As they made arrangements to entrain with the "company, it was discovered the props and scenery were too weighty to be moved! The company disbanded.
Although not exactly lucrative from a financial standpoint, the experience did prove profitable, for a prominent Michigan stock company heard of him through one of their scouts and sent for him. Again, Talbot turned disaster to his own advantage.
A season with this company and a friend wrote him that he had arranged for Talbot to join the Ernest Truex company in London. To do this, he must leave immediately, almost upon receipt of the letter.

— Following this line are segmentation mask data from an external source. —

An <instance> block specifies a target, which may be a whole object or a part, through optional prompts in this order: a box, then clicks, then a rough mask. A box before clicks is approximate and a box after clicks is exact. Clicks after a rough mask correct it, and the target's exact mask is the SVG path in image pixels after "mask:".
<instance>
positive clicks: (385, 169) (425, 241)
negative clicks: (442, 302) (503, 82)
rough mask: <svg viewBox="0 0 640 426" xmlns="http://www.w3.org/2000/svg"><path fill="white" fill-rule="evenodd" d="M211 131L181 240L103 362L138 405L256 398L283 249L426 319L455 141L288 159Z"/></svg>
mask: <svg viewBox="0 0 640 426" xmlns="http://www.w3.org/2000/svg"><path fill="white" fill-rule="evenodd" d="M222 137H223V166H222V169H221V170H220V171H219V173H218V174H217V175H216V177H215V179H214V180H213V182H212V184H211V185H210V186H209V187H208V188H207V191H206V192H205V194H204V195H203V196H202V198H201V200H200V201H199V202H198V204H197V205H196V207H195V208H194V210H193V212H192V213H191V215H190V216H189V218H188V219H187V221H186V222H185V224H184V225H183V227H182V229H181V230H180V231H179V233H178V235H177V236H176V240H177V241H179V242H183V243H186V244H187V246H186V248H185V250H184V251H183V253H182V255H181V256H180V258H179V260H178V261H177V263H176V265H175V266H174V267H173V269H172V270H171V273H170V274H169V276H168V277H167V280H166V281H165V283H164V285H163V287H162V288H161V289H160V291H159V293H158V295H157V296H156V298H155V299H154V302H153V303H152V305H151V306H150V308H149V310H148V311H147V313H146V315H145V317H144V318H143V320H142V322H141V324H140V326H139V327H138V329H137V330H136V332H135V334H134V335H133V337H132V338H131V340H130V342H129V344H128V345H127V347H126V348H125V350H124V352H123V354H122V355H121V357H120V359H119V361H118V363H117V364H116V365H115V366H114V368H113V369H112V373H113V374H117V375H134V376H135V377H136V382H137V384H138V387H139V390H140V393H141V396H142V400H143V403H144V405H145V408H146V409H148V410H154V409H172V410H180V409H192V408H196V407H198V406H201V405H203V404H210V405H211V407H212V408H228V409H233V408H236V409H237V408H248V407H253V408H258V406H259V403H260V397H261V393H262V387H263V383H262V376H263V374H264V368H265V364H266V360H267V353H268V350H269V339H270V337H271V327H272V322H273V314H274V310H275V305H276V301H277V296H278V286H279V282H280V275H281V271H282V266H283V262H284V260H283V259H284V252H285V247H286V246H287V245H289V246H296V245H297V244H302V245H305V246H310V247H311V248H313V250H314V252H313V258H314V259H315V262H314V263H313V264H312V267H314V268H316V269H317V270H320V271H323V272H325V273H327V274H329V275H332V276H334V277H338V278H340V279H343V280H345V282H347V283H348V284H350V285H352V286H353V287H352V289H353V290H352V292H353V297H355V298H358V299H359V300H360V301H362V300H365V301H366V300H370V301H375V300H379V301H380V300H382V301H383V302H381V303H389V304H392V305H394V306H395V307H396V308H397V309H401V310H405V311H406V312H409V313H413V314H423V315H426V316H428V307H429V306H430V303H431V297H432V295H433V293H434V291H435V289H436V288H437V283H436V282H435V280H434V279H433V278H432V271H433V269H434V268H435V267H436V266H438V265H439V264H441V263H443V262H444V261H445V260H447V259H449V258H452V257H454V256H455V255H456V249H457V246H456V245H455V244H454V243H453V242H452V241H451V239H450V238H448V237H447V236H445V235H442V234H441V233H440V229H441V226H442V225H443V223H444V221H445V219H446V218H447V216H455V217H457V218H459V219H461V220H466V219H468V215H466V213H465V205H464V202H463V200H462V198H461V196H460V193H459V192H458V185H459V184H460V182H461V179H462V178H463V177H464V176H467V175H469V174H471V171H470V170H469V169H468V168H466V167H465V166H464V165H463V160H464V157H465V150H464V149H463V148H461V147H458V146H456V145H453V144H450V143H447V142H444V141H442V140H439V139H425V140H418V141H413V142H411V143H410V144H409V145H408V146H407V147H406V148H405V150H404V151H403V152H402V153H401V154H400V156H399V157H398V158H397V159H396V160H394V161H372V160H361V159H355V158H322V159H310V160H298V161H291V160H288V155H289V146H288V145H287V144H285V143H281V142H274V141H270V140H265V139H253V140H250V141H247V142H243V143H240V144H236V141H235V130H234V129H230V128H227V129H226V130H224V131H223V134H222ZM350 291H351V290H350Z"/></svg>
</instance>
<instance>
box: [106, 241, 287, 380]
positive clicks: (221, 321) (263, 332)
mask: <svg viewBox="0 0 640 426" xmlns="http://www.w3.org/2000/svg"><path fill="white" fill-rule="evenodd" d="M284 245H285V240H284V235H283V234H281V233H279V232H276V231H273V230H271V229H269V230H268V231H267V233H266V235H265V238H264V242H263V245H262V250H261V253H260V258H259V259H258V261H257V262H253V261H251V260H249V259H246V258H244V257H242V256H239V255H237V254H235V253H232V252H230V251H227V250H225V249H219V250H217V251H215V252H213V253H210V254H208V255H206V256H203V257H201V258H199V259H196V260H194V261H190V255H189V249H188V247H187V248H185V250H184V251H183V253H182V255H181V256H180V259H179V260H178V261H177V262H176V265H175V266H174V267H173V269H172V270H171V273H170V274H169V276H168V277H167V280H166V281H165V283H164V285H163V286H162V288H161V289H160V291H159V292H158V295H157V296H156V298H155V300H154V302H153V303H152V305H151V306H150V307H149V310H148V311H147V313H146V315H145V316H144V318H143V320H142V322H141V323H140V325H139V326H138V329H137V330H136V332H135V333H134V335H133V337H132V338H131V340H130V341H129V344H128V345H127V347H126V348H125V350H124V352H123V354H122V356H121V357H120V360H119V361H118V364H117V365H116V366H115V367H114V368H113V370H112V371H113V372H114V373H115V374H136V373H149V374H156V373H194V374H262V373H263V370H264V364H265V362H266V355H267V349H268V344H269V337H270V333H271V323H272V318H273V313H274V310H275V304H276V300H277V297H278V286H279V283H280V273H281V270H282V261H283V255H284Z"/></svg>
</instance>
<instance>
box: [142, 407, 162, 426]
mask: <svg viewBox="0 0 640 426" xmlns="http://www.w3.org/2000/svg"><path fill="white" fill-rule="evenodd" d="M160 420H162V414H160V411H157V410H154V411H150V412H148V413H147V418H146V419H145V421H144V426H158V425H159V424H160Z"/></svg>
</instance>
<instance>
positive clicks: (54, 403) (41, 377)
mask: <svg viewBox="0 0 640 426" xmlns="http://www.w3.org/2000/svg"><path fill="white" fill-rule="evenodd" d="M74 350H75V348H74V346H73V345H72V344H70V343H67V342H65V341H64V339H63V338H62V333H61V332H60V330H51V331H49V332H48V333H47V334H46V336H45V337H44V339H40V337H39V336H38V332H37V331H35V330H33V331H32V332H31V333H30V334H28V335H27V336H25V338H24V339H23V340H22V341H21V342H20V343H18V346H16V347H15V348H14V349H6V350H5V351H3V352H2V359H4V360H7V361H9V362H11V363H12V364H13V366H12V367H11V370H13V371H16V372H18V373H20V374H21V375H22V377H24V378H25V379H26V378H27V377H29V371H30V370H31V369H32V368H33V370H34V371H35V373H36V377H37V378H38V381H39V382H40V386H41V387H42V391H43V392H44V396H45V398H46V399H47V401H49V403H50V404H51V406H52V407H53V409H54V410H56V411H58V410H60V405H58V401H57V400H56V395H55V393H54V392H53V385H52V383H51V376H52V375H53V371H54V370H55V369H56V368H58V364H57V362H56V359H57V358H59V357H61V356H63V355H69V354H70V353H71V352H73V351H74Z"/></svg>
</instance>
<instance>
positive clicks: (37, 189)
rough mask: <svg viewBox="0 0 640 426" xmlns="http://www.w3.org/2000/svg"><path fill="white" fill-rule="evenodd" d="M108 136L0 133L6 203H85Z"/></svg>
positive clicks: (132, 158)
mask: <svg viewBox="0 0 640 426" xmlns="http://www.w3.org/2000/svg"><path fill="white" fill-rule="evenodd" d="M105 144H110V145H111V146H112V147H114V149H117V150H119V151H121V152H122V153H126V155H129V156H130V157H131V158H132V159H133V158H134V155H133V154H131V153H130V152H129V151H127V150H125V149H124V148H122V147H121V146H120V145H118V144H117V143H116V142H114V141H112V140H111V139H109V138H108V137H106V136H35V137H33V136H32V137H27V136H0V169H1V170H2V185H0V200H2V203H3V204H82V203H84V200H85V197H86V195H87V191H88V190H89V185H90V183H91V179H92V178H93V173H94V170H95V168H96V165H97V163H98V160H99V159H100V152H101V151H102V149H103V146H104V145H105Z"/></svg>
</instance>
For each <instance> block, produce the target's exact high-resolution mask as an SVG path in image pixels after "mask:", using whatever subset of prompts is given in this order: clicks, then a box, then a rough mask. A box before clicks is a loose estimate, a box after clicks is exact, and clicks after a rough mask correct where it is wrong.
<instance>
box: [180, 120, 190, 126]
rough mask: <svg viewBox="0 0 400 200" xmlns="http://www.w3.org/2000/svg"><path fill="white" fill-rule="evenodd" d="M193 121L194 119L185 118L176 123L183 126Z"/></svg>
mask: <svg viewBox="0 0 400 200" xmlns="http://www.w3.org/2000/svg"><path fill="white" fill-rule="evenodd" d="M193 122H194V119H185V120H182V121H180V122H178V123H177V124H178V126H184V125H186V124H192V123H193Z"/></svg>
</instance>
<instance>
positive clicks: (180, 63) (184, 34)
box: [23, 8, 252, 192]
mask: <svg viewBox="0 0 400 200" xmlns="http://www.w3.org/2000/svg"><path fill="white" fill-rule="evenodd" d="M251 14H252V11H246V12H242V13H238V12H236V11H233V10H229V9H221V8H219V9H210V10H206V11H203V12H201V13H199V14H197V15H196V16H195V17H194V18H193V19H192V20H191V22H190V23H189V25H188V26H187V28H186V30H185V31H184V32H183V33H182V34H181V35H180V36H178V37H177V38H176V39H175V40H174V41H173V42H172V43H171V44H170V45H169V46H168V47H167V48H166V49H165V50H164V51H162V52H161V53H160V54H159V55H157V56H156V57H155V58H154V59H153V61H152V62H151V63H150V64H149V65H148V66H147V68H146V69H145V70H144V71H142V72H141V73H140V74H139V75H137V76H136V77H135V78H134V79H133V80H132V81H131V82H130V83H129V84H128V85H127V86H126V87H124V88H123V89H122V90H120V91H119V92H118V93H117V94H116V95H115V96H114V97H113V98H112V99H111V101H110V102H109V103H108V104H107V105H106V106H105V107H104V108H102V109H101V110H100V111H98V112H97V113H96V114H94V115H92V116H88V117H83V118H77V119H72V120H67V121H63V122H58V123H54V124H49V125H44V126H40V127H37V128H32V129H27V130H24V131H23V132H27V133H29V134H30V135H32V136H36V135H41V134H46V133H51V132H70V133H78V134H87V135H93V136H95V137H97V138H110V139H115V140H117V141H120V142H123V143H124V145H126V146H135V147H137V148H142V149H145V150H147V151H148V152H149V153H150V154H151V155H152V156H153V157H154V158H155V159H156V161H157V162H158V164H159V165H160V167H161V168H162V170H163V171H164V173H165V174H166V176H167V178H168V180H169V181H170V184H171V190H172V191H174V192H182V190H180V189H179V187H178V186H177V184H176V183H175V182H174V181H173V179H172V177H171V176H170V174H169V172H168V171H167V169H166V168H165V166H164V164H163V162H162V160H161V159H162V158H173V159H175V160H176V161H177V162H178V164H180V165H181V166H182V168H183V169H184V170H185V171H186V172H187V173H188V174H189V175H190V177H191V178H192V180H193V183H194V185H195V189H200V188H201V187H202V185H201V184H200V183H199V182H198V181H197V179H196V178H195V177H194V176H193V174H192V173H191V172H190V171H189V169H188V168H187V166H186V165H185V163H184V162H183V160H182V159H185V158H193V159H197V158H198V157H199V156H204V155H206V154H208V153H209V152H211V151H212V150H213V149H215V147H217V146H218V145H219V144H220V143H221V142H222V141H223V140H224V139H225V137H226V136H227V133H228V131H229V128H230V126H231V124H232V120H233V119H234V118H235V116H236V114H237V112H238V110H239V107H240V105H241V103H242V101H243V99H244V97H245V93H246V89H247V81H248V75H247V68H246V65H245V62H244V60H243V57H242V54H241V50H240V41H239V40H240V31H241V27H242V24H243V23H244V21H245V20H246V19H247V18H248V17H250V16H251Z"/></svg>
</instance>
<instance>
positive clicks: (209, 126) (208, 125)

"Only two weeks remained before the show would close," explains Talbot, "so the manager, when I put it up to him, told me to go without the customary notice. For some unknown reason, I was warned not to ask for a permit to work in the British Isles.
"When I reached London, I went into the play at once. Then fell the blow. 1 worked two days, when officers asked to see my labor permit. Naturally, I had none. Consequently, I was barred from appearing on the stage in England, after I had traveled so far for the part.

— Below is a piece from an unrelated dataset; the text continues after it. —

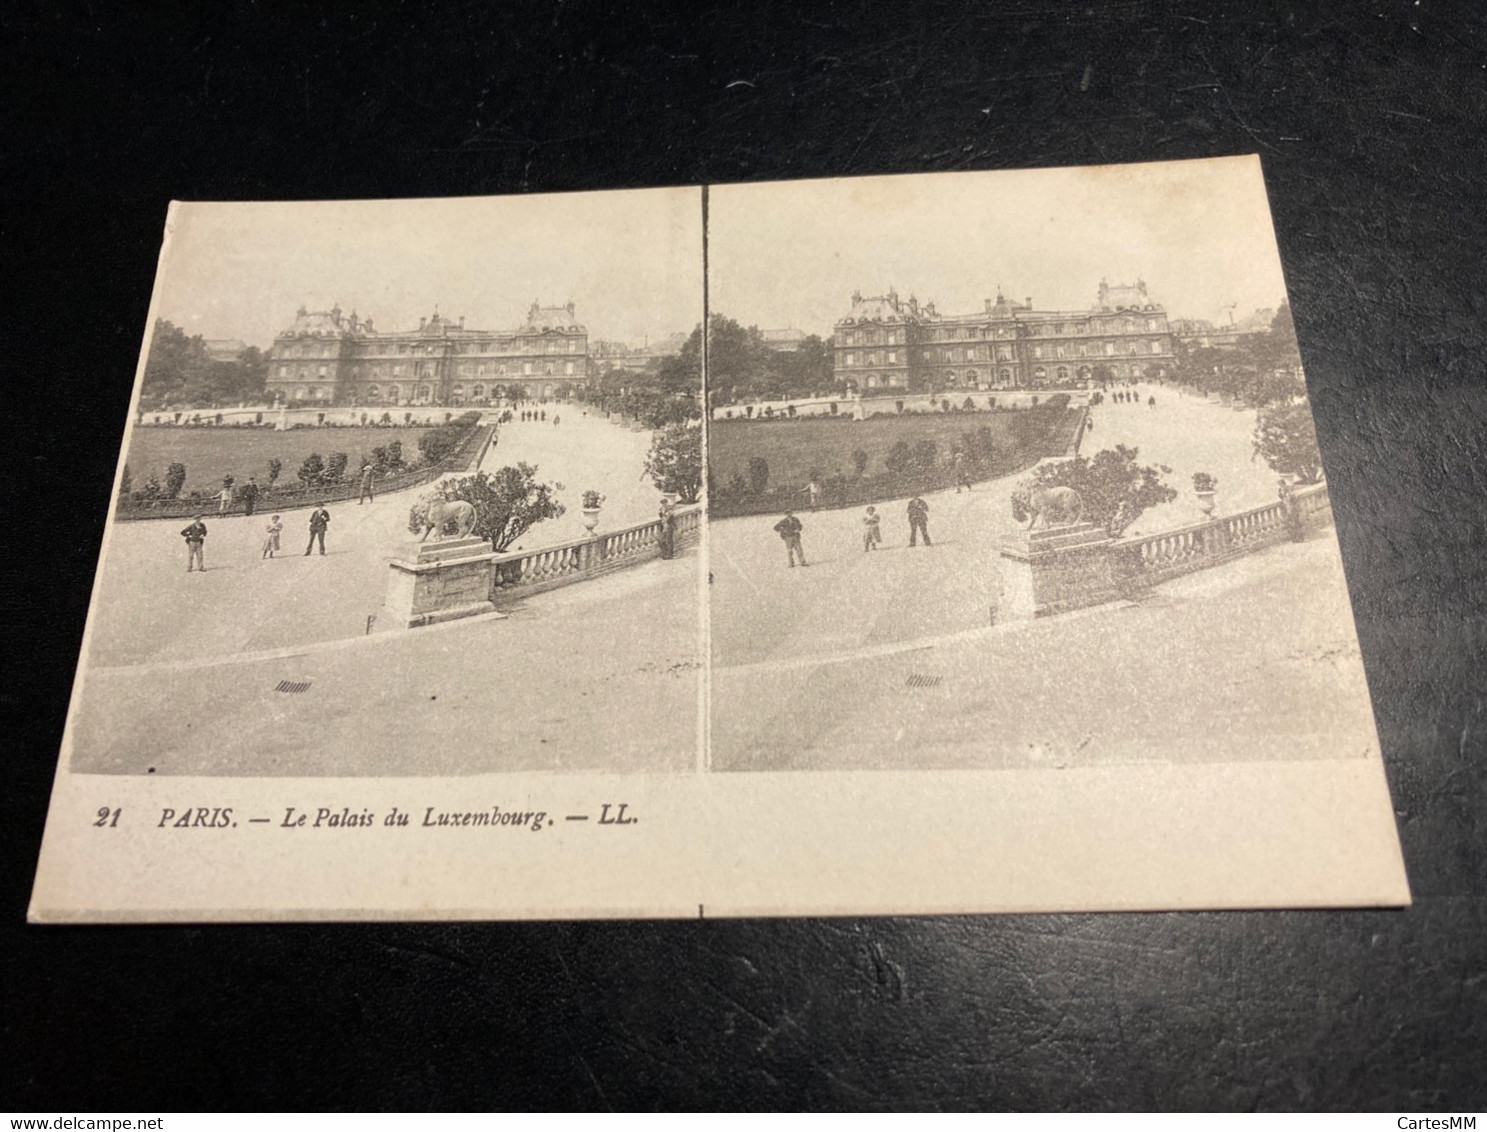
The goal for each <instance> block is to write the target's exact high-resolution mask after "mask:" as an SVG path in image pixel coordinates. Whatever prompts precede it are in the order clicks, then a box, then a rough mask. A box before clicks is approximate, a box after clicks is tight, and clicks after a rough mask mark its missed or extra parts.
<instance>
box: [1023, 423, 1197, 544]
mask: <svg viewBox="0 0 1487 1132" xmlns="http://www.w3.org/2000/svg"><path fill="white" fill-rule="evenodd" d="M1138 455H1139V452H1138V449H1135V448H1127V446H1126V445H1117V446H1115V448H1114V449H1109V448H1106V449H1103V451H1100V452H1096V454H1094V457H1093V458H1090V457H1075V458H1074V460H1065V461H1060V463H1057V464H1042V466H1041V467H1038V469H1036V470H1035V472H1033V475H1032V477H1030V479H1029V480H1026V482H1025V483H1023V485H1020V486H1019V488H1017V489H1016V491H1014V492H1013V515H1014V516H1016V515H1017V510H1019V506H1020V507H1022V509H1023V510H1026V506H1028V494H1029V491H1030V488H1033V486H1039V488H1053V486H1062V488H1074V489H1075V491H1077V492H1080V498H1081V500H1083V503H1084V521H1086V522H1093V524H1099V525H1102V527H1103V528H1105V530H1106V531H1109V533H1111V534H1112V536H1118V534H1120V533H1121V531H1124V530H1126V528H1127V527H1130V525H1132V524H1133V522H1135V521H1136V518H1138V516H1139V515H1141V513H1142V512H1144V510H1146V509H1148V507H1155V506H1158V504H1163V503H1169V501H1172V500H1175V498H1176V497H1178V492H1176V491H1173V489H1172V488H1169V486H1167V485H1166V483H1164V482H1163V480H1161V475H1163V473H1166V472H1172V469H1169V467H1166V466H1161V464H1158V466H1146V467H1142V466H1141V464H1138V463H1136V457H1138Z"/></svg>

"Of course, I was pretty discouraged and disappointed by the whole affair, but after I had slept over it I decided that as long as I had come this far I might as well make the most of my opportunities. So, for the next few months, I toured Europe, seeing everything I had wanted to see for years.
"On my way home, a radiogram arrived, asking if I would consider a job with a stock company in Columbus, Ohio. Would I ! When I disembarked at New York, I had less than eight dollars to my name.

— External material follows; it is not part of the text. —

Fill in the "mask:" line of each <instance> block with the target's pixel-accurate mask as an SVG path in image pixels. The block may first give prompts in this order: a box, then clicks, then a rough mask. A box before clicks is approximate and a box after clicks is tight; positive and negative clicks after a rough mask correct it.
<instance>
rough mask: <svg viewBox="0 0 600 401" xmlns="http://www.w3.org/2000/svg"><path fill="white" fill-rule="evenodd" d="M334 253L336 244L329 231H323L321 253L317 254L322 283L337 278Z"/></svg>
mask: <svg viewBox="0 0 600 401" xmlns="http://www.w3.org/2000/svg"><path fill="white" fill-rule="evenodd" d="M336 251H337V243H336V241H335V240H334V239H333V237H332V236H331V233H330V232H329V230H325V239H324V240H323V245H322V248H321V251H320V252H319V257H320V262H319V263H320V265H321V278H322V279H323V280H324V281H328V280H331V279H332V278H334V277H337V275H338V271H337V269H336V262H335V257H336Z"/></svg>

"For twenty-five weeks everything went sweet and lovely. I liked the company and my associates, I liked the people who came to the theatre. We were putting on good plays. The world looked rosy.
"The crash came suddenly, although we might have known that eventually something would happen. There were two managers of the show, and they fought continuously. Finally, matters reached a head and the company closed.
"A bit of luck occurred for me then. There came a wire from Dallas, Texas, inviting me to join its stock company. With scarcely the loss of a week's pay, then, I stepped from one job into another. The Columbus company had been good but the one in Dallas, it developed, was even superior.
"Following another season, the manager skipped town with all the money. That left us somewhat in a hole, but the actors decided to continue on the co-operative plan. We lasted just three weeks, the last week making just $37.50 apiece. We were forced to close."
Had the company not failed then, it is doubtful if Talbot would be on the screen today. A Hollywood manager's scout had seen him on the stage, and vainly had tried to persuade him to go to the film capital. Talbot, secure in his leading man position, had scoffed at the idea and forgotten the episode.
"When the show closed its doors, the scout urged me again to try my luck in Hollywood," the actor goes on. "He went even further this time — he offered me transportation. He said both he and the manager were that certain I would click. His belief in me, just as things were looking down, gave me a fresh lease on life. So I caught the train to Hollywood.
"The manager who had paid my expenses from Dallas met me at the train — and I couldn't say a word to him above a whisper ! Coming west I had developed a severe case of laryngitis. He didn't seem particularly disturbed, though, and announced cheerfullv that he had arranged for me to make a test the following morning at the Warner Bros, studio.